L'ALCHIMIA DEL SILENZIO: ELEONORA RUBERTI E LA RESISTENZA DELL'ASSENZA

 In un'epoca in cui l'artista è brand, Eleonora Ruberti pratica l'estinzione di sé. Un viaggio attraverso l'espressionismo esoterico, dove la voce tace affinché l'opera possa finalmente urlare.

C'è un rumore bianco che avvolge l'arte contemporanea. È il frastuono dello storytelling personale, l'obbligo della presenza digitale, la biografia che divora la tela. In questo ecosistema saturo di io, il rifiuto di Eleonora Ruberti di concedersi al microfono non appare come una ritrosia caratteriale, ma come un atto politico. Una scelta estetica radicale. Ruberti non si nasconde; si sottrae. E in questa sottrazione, simile a quella operata dai grandi mistici o dagli artisti che hanno anteposto l'opera all'ego, accade qualcosa di paradossale: il vuoto lasciato dalla sua voce viene riempito dalla violenza psichica delle sue immagini. Se state cercando un'intervista, non la troverete qui. Se state cercando di capire chi sia Eleonora Ruberti attraverso le sue parole, state guardando nella direzione sbagliata. L'artista ha scelto il silenzio non perché non abbia nulla da dire, ma perché ha delegato ogni sillaba al colore, alla linea spezzata, all'occhio che vi fissa dalla tela e che non ammette repliche.

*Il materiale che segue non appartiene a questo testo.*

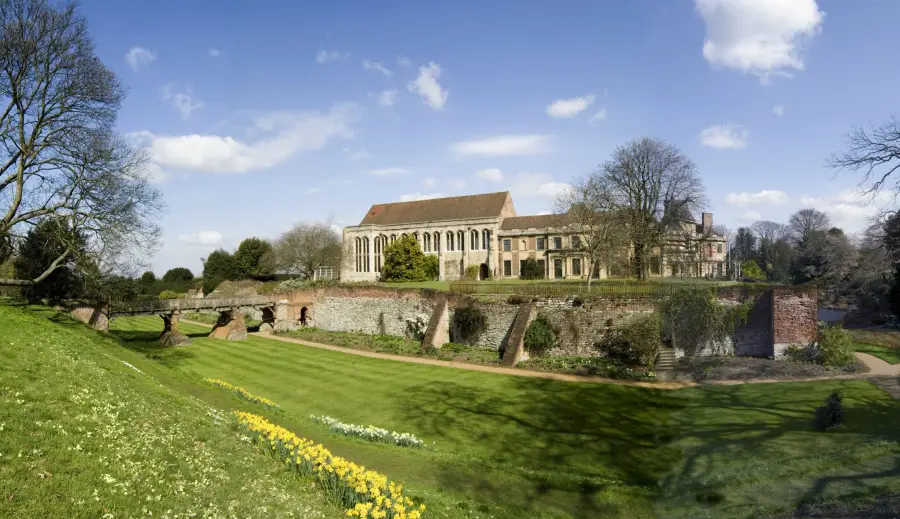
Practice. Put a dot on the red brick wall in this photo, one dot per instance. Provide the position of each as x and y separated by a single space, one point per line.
794 314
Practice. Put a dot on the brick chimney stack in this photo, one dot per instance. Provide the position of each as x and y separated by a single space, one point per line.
707 222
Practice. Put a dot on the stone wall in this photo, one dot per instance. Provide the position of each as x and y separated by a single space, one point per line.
794 317
778 318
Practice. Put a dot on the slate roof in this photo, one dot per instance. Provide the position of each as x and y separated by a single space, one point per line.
486 205
532 222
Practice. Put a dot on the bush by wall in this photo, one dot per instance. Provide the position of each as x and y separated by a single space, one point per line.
468 324
634 342
540 336
835 346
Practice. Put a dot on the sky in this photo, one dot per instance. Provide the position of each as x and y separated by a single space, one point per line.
258 116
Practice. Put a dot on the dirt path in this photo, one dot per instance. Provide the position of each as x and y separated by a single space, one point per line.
561 376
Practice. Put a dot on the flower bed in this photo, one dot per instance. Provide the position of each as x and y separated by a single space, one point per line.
246 395
370 432
365 493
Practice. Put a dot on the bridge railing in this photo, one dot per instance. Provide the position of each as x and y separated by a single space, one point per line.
168 305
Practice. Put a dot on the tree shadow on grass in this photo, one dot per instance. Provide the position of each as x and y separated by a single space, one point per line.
583 450
751 447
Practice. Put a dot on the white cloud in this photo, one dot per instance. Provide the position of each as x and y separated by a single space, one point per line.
324 56
599 116
286 134
504 146
724 137
760 37
427 86
536 185
764 197
202 238
490 174
567 108
377 67
456 183
387 172
139 57
356 155
387 97
419 196
750 217
181 99
850 209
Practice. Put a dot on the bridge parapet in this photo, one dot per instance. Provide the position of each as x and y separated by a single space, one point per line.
186 305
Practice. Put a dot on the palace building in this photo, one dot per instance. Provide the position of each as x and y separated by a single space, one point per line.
484 231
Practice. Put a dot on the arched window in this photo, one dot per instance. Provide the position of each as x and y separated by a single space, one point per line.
366 265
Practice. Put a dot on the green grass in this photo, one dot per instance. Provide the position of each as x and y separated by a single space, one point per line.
889 355
514 447
83 435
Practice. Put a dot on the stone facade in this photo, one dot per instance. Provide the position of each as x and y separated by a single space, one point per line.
484 231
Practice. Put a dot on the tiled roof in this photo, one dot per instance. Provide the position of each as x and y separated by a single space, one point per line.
488 205
533 222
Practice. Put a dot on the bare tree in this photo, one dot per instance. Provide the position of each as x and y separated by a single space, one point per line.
307 247
657 185
59 154
589 211
875 153
805 222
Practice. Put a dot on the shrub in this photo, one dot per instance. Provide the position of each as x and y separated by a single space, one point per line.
404 261
835 346
694 320
530 269
634 342
830 414
432 267
468 324
540 336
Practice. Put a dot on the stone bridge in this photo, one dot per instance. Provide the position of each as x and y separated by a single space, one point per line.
230 324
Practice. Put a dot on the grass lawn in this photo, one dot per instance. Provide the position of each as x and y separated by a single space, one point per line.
83 435
514 447
882 343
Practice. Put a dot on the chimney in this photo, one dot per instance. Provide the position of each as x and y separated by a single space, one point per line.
707 222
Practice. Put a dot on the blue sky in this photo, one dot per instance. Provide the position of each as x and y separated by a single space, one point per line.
260 115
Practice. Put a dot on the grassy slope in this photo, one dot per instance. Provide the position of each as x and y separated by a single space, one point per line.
884 344
517 447
84 435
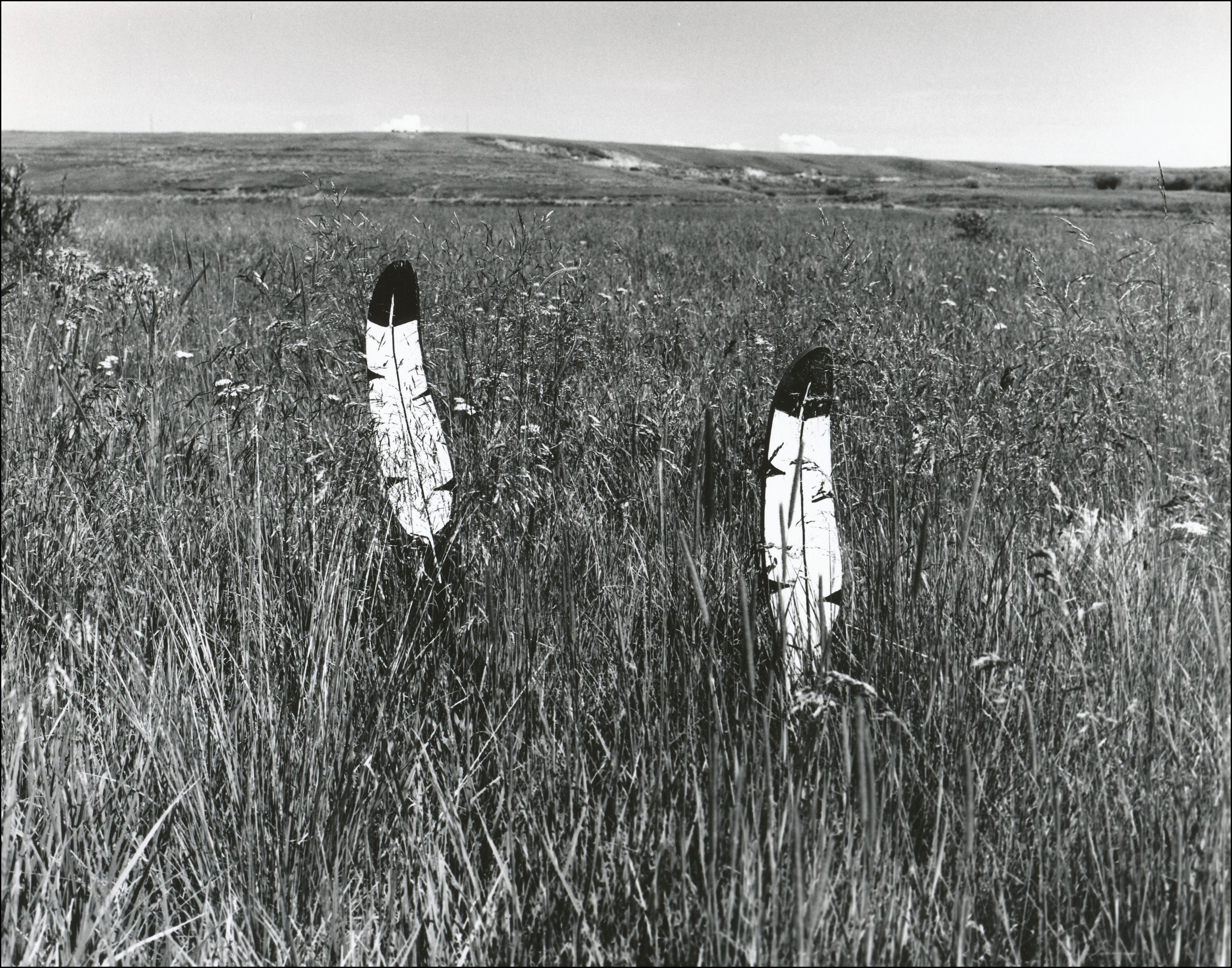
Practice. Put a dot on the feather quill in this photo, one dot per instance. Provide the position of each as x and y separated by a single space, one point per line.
414 460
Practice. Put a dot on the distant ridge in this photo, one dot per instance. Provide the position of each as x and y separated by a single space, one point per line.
501 168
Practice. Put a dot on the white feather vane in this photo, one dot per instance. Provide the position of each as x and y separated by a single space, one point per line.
414 460
802 563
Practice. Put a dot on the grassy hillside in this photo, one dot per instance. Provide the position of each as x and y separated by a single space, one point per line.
244 722
480 168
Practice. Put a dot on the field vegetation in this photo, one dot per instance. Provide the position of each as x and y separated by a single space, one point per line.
246 722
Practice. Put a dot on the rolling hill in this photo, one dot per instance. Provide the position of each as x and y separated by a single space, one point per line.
493 169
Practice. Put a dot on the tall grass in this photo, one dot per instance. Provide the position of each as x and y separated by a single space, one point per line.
244 721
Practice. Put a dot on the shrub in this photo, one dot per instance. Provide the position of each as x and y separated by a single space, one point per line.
1215 184
972 224
28 227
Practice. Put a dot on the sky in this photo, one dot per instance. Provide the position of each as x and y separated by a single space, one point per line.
1071 83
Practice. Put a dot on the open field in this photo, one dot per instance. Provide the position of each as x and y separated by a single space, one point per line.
482 169
241 725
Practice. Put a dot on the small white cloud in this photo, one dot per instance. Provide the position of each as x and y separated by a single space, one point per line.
815 145
407 122
811 145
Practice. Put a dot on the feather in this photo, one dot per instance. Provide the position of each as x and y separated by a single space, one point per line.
414 461
805 577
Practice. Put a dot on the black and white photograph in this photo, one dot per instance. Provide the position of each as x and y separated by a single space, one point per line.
616 483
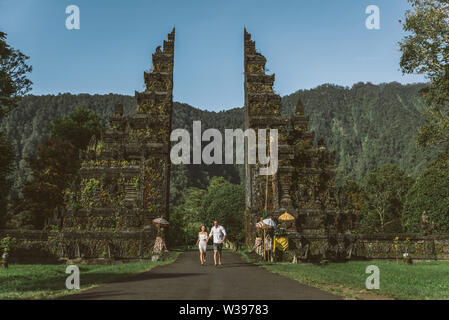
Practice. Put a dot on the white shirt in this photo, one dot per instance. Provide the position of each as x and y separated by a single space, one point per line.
218 233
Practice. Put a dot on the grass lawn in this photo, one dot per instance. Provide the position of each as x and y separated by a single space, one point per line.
420 280
38 281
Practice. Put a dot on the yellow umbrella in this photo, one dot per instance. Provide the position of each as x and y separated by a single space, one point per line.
286 217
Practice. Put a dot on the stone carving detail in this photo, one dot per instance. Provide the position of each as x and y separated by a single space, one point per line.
125 174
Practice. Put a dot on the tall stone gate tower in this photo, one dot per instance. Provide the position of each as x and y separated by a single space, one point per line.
263 111
125 174
304 183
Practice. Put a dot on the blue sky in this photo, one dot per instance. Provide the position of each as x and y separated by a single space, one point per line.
307 43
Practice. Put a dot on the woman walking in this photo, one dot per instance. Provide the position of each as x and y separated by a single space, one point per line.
202 244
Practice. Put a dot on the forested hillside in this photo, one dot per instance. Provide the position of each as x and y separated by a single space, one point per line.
368 125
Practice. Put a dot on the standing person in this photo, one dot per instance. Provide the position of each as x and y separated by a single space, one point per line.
219 234
202 244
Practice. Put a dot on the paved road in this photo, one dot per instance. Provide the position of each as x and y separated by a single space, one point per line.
186 279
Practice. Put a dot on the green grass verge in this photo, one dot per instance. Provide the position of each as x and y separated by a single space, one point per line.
420 280
38 281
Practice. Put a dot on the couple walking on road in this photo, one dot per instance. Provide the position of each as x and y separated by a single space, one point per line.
219 235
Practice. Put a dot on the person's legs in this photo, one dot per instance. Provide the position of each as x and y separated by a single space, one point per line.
219 253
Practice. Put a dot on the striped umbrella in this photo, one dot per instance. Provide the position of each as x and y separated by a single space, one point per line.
161 222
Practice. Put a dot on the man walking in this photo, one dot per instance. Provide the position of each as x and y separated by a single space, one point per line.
219 234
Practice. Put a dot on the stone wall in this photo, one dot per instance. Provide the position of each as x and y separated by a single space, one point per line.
34 246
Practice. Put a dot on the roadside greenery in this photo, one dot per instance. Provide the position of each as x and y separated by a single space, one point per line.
420 280
41 281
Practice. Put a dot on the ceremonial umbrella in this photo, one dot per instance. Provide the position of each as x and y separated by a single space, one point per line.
286 217
269 223
161 222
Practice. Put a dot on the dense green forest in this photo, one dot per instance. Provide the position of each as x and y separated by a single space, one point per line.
367 125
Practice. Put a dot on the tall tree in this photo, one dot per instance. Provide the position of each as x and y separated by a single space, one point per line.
55 165
13 76
425 50
13 85
6 168
384 192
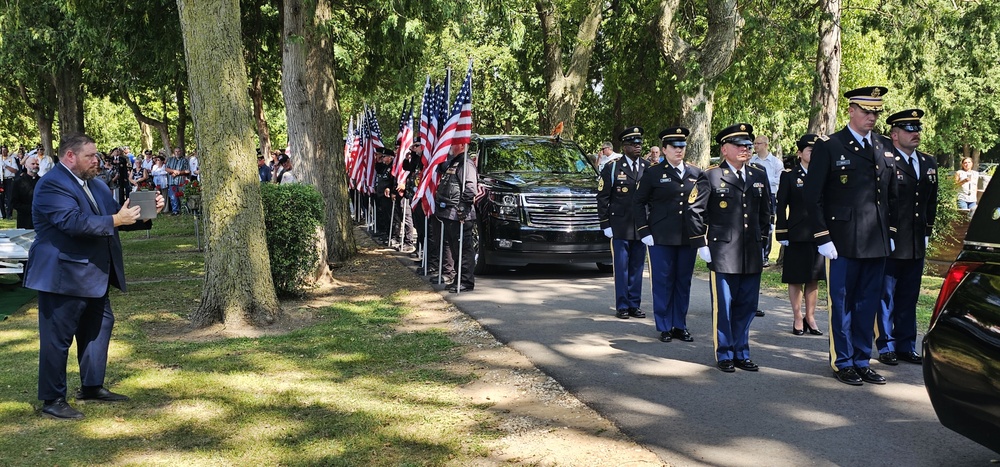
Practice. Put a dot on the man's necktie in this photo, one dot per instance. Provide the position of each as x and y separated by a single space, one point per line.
93 202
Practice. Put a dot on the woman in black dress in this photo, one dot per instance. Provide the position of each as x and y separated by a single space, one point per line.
803 267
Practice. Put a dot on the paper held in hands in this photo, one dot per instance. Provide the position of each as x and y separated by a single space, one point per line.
146 200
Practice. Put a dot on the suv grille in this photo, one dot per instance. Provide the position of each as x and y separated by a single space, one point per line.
563 212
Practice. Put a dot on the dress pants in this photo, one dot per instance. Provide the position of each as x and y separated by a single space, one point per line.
61 318
670 270
855 287
452 230
897 318
734 304
629 261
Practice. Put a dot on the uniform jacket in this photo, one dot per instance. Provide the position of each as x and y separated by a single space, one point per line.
615 195
916 205
793 225
731 217
454 200
661 204
851 195
76 249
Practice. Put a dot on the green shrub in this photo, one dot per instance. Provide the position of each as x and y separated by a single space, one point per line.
292 212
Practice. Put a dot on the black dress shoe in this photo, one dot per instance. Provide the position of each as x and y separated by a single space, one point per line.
682 334
868 375
747 365
911 357
59 409
888 358
849 376
99 394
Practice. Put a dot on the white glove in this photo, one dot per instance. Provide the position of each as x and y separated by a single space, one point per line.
705 254
827 249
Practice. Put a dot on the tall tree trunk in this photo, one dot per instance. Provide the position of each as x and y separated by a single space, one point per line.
712 56
315 135
160 125
565 89
826 84
263 132
238 288
67 82
181 117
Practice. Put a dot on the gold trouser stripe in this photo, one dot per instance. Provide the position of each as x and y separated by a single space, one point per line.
715 314
829 315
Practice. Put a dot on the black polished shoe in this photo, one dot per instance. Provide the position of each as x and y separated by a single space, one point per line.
99 394
814 331
868 375
911 357
888 358
849 376
682 334
747 365
59 409
727 366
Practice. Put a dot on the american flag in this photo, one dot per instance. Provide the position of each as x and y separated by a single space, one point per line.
457 129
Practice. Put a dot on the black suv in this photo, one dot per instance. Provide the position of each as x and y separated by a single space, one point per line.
962 347
537 203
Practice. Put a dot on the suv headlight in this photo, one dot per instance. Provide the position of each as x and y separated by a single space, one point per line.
505 206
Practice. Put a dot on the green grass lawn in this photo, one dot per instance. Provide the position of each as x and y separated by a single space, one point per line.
347 390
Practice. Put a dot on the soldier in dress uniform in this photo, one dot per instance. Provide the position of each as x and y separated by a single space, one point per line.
729 218
850 194
661 204
916 196
615 194
803 267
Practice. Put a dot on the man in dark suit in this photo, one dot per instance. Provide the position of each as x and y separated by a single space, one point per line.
850 193
730 217
661 204
75 258
615 192
916 180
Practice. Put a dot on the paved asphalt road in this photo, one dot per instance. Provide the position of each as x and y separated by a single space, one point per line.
671 398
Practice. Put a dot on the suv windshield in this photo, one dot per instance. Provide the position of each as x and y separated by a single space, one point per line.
533 155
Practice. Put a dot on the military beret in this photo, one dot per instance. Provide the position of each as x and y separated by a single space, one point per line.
868 98
908 120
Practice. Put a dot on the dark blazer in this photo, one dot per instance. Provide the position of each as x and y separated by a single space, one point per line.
851 195
76 250
916 204
794 225
732 218
615 194
661 203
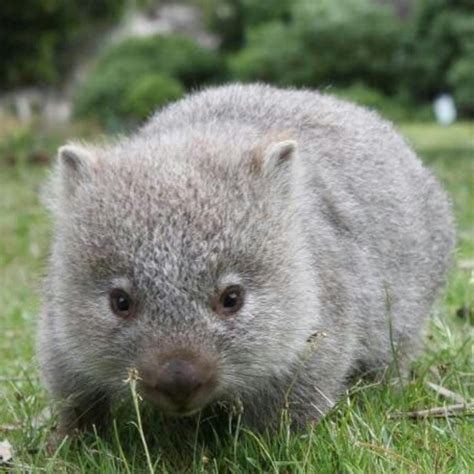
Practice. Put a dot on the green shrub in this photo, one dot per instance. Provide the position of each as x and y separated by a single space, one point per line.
148 93
274 54
39 39
324 43
105 94
461 80
392 108
229 19
437 48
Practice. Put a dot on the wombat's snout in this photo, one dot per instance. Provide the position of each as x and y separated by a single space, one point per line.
180 383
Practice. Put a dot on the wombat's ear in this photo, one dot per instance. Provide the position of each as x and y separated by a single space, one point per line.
75 164
277 155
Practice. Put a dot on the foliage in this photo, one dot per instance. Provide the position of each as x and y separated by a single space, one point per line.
461 80
438 52
124 71
36 37
229 19
391 108
325 43
149 92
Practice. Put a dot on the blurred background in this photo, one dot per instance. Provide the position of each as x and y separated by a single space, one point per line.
112 62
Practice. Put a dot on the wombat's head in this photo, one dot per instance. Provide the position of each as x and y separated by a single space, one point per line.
181 260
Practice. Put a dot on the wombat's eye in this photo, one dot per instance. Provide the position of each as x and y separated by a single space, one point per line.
120 303
230 301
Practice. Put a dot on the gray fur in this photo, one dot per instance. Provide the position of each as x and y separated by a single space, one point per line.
339 234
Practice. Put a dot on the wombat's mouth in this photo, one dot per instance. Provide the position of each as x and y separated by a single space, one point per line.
175 406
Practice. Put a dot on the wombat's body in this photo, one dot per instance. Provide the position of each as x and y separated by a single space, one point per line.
335 236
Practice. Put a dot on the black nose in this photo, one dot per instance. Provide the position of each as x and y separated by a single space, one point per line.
180 379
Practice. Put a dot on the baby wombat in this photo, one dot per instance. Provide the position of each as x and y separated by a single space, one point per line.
249 244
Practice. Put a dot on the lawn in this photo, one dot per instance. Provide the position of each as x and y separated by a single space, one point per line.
359 435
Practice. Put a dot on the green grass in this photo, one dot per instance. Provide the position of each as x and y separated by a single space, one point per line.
358 436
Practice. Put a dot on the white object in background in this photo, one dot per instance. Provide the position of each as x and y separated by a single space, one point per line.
445 110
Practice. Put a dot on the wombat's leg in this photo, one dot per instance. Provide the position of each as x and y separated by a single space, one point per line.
78 415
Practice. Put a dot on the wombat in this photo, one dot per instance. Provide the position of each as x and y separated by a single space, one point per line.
247 244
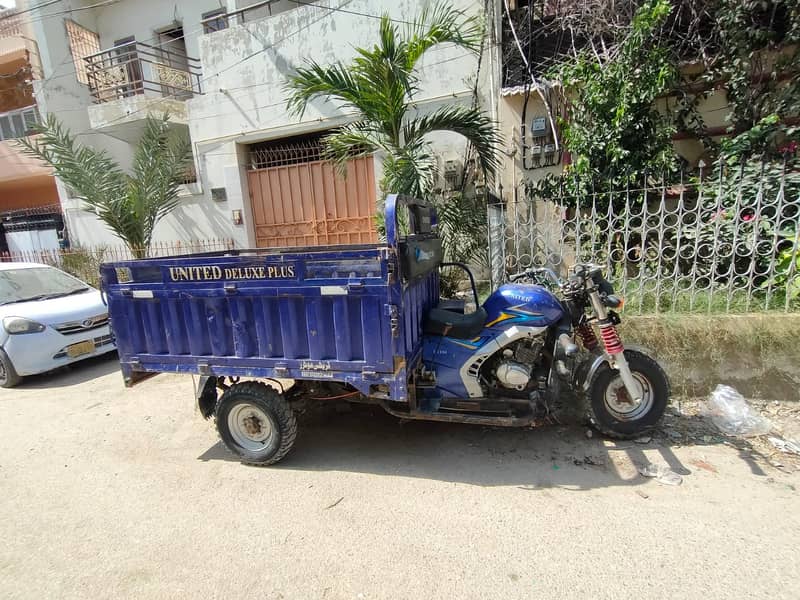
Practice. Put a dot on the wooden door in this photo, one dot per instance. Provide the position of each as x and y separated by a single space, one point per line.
308 204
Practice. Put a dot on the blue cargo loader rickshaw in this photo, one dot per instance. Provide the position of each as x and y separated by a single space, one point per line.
267 329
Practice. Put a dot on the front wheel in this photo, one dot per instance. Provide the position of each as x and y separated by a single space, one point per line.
614 413
256 423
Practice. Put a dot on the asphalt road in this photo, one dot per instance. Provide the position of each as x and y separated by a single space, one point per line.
114 493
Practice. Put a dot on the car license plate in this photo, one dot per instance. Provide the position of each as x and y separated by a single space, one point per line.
80 348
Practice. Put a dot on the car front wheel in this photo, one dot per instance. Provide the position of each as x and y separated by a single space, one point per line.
8 376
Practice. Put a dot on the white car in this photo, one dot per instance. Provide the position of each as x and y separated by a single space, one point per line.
48 319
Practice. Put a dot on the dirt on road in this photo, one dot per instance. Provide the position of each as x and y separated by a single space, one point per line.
114 493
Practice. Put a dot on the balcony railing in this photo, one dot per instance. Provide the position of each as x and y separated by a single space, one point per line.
136 68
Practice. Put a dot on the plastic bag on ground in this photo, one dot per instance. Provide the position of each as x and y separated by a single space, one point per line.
732 415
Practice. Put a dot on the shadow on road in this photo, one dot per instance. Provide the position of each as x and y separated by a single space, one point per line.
74 374
367 440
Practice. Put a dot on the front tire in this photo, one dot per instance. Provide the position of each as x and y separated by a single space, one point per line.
613 412
256 423
8 376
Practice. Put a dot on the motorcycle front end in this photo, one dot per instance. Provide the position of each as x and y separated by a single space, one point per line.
627 390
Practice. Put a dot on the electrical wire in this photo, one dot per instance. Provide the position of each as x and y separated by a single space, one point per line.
536 84
29 9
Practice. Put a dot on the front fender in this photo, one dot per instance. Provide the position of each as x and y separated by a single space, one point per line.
597 362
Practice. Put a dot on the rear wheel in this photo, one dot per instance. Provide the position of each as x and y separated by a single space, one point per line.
8 376
614 413
256 423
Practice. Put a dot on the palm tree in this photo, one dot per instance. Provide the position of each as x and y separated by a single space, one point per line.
380 83
130 205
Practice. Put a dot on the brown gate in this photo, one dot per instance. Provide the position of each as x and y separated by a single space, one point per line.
308 204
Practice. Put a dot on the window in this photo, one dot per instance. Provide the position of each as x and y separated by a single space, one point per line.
17 123
214 20
82 42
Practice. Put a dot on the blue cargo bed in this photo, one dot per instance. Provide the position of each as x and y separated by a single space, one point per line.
342 313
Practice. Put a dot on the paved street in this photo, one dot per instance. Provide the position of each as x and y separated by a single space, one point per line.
114 493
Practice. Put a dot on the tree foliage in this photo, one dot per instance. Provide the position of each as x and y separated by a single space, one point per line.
129 204
379 86
613 129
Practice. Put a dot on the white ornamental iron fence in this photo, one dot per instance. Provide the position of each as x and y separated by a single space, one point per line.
724 238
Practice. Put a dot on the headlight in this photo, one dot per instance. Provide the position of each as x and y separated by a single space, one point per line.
14 325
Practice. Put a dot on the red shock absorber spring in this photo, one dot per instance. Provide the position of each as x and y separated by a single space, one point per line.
586 333
611 338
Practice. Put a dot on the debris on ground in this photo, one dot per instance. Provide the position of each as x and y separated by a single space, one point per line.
662 474
732 415
788 446
335 503
705 465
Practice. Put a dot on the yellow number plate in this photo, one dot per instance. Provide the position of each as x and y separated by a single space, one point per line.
80 348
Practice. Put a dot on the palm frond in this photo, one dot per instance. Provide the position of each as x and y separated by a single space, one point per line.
440 23
410 170
130 206
469 122
93 175
314 80
354 140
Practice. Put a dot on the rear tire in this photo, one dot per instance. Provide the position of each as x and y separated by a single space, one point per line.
256 423
8 376
611 410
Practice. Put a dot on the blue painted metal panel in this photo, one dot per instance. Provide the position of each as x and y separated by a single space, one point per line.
305 313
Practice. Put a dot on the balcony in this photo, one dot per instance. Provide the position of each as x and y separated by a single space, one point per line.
130 81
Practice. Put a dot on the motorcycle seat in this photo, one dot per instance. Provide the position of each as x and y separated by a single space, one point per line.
439 321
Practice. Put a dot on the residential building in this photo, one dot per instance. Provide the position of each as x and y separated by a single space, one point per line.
30 214
219 70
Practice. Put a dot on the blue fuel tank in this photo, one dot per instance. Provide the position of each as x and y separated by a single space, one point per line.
531 305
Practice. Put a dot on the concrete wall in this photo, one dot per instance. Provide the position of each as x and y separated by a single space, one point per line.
244 69
245 99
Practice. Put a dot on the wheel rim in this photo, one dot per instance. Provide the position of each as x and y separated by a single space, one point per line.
619 403
251 427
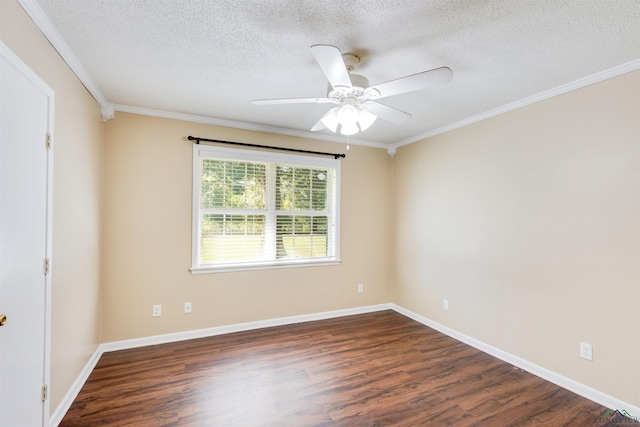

L'Eredità della Carne: Tra Kokoschka e Schiele

Avvicinarsi a un'opera pittorica di Ruberti significa accettare un disagio. Non c'è compiacimento decorativo. La prima sensazione è tattile, quasi un'abrasione retinica. La critica più attenta non può fare a meno di notare una genealogia illustre, che affonda le radici nella Vienna del primo Novecento, ma che viene qui declinata con una sintassi ferocemente contemporanea. Il debito verso Egon Schiele è evidente nella nervosità del tratto, in quella linea che non definisce il corpo ma lo erode, quasi a volerne scarnificare l'identità sociale per rivelarne la polpa nervosa. Ma dove Schiele cercava l'oscenità della vulnerabilità sessuale, Ruberti opera una traslazione verso l'esoterico. I corpi non sono solo nudi; sono aperti, sezionati non anatomicamente ma spiritualmente.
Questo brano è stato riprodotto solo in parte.